The otherwise unidentified New Jersey dad first noticed red meat made him sick after eating a steak on a family camping trip during the summer of last year, leaving him violently sick.

“I thought I was going to die,” he told his son the next morning, according to the study.

The pilot then attended a barbecue with his wife two weeks later where he had a burger. A few hours later, his son found him on the floor of the bathroom in a pool of vomit. He died later that night.

His death was initially labelled a “sudden unexplained death,” but blood tests showed he had alpha-gal syndrome, the obscure condition triggered by a bite from a Lone Star tick that causes severe allergic reactions to beef, pork, and lamb.

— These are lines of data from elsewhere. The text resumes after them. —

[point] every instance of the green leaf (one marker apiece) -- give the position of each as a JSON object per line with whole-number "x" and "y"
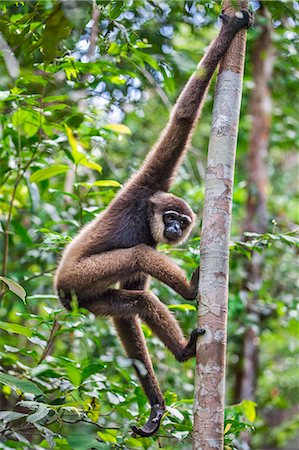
{"x": 22, "y": 385}
{"x": 57, "y": 28}
{"x": 91, "y": 165}
{"x": 249, "y": 408}
{"x": 27, "y": 121}
{"x": 10, "y": 416}
{"x": 108, "y": 436}
{"x": 118, "y": 128}
{"x": 91, "y": 369}
{"x": 84, "y": 441}
{"x": 16, "y": 328}
{"x": 15, "y": 287}
{"x": 107, "y": 183}
{"x": 114, "y": 49}
{"x": 182, "y": 307}
{"x": 48, "y": 172}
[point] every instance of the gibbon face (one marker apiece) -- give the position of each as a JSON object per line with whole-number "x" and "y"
{"x": 172, "y": 218}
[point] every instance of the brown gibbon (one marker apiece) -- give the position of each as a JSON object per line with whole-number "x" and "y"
{"x": 119, "y": 246}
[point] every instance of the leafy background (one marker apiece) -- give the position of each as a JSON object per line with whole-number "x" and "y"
{"x": 78, "y": 117}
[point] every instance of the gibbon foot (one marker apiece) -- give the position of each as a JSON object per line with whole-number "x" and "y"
{"x": 247, "y": 17}
{"x": 190, "y": 349}
{"x": 153, "y": 423}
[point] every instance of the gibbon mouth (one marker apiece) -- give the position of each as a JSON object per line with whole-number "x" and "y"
{"x": 172, "y": 233}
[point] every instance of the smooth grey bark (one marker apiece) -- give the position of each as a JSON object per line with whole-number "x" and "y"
{"x": 214, "y": 249}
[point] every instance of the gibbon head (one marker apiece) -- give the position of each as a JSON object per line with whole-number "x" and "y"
{"x": 171, "y": 218}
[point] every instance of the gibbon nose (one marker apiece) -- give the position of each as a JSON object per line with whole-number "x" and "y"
{"x": 173, "y": 231}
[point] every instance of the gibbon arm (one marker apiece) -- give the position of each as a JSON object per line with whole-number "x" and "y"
{"x": 160, "y": 166}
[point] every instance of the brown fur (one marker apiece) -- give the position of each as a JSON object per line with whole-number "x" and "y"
{"x": 119, "y": 245}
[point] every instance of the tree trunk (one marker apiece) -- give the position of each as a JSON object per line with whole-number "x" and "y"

It is the first known fatality from it, the study said.

His wife had turned to Dr. Erin McFeely, a paediatrician friend, to help review the autopsy because her husband was otherwise healthy. They then sent a blood sample to the University of Virginia team.

After a slew of tests, the researchers asked if the man had ever been bitten by ticks. The wife recalled he had “chigger” bites around his ankles, which they concluded were actually Lone Star tick bites.

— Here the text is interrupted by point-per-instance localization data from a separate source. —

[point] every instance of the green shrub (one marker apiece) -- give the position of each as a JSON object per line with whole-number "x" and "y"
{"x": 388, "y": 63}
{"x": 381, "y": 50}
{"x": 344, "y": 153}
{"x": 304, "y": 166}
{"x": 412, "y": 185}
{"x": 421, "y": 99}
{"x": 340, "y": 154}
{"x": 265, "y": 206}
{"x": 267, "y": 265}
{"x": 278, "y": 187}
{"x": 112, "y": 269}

“A large number of physicians are not aware of the AGS,” said the scientists in their study published in the Journal of Allergy and Clinical Immunology.

Saliva from the Lone Star tick contains the alpha-gal sugar, meaning bites can trigger an immune reaction to the same sugar that exists in red meat. The allergy that develops as a result can make force people to stop eating red meat, but death from the illness has never been reported before.

As the name suggests, this tick is actually from the south, but has begun migrating northward due to warming temperatures and large deer populations that serve as breeding grounds for their larvae.

“There is a major need for public education in areas where the tick is increasing,” reads the research paper.